Calcium, magnesium, sodium, iron Essential minerals to be in good shape

About twenty minerals are involved in a multitude of physiological functions. However, some are lacking in our daily diet.

Calcium, magnesium, sodium, iron  Essential minerals to be in good shape
Calcium, magnesium, sodium, iron  Essential minerals to be in good shape

Zinc, phosphorus, magnesium… Minerals represent only 4% of our weight, but they are key elements which intervene in a multitude of physiological functions. There is no hemoglobin (the protein that carries oxygen in the blood) without iron; no DNA, the molecule of inheritance, no phosphorus; and no muscle contraction without calcium, potassium and magnesium.

As for bone mineralization, it requires calcium in large quantities, as well as phosphorus and magnesium. In addition, most mineral elements work on several levels. Magnesium alone thus participates in more than 300 biochemical reactions: it is involved in the metabolism of lipids and glucose, and the synthesis of proteins.

Frequent deficiencies

The recommended daily allowances may be modest - from a few tens of micrograms to a few grams - these essential nutrients are still often lacking in our diet. Four major epidemiological studies carried out over the past thirty years have led to the same findings: the French have insufficient intake of magnesium, zinc and iron.

In the 2000s, the Suvimax study (for Supplements in Vitamin and Anti-Oxidant Minerals) showed that 6% of men and 8.4% of women had a blood magnesium deficiency; 23% of women, insufficient iron stores; and 8% of the population have zinc deficiencies.

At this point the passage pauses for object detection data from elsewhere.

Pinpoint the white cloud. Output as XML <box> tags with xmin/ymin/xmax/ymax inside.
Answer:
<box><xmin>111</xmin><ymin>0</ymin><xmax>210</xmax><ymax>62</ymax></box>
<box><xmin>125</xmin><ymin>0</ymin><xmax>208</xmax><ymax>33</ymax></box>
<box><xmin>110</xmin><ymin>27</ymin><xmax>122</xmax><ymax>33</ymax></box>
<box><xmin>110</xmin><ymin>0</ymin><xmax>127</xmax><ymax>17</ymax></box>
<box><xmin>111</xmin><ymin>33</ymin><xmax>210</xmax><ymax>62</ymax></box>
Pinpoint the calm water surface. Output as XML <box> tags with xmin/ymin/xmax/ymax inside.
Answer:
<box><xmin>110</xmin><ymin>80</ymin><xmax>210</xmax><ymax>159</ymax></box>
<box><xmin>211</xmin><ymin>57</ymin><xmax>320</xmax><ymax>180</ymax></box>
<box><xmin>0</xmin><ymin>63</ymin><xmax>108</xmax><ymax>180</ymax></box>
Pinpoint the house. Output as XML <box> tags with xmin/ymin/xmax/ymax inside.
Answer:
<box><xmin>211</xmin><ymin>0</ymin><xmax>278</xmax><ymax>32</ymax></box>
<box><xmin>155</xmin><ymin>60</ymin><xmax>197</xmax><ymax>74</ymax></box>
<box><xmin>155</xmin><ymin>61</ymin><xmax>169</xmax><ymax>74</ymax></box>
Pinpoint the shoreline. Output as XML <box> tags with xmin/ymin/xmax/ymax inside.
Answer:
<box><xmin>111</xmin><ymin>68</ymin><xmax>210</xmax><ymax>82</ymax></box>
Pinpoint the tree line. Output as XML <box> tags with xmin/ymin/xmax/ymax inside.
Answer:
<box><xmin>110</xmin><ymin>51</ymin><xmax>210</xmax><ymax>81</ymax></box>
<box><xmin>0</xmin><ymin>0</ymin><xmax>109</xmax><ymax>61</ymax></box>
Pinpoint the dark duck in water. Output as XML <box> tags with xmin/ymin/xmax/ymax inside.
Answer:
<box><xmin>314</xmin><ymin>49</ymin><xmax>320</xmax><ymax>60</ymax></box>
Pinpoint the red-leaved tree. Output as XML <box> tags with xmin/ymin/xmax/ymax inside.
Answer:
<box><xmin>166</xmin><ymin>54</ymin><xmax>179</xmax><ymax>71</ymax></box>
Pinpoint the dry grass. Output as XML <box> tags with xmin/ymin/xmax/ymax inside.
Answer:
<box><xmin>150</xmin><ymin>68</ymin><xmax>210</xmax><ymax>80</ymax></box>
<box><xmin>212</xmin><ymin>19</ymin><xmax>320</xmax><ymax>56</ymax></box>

However, magnesium deficits can be the cause of nausea, loss of appetite, vomiting, fatigue, anxiety, insomnia ... The lack of iron can lead to a decrease in the level of red blood cells with its attendant problems: intense fatigue, shortness of breath, pallor, irritability ... As for the zinc deficiency, it results in stunted growth, poor resistance to infections, difficulty in healing

Fruits and vegetables, major sources of minerals

To avoid these deficiencies, you should drink enough water per day. The minerals available in our diet come from rocks and transported through the leaching of soils by water. They therefore pass through them before being assimilated by living organisms, plants or animals, and it is therefore in the water that they should be sought as a priority. Especially since studies have shown that magnesium from water is better absorbed by the body than that from solid foods.

Be careful, in order not to deprive yourself of the magnesium present in tap water, you must avoid filtering it. You can also opt for mineral waters that contain at least 80 ml / l such as Hépar, Contrex, Quézac or Badoit.

But it's not just water. "We must also follow the rule of five fruits and vegetables a day, because they are essential sources of magnesium and iron," recalls Dr. Jean-Jacques Altman, diabetologist at the Georges-Pompidou European Hospital in Paris. For zinc, use whole grains rather than refined ones. Simple rules that ensure that everyone in good health gets the minerals they need without resorting to mineral-enriched supplements.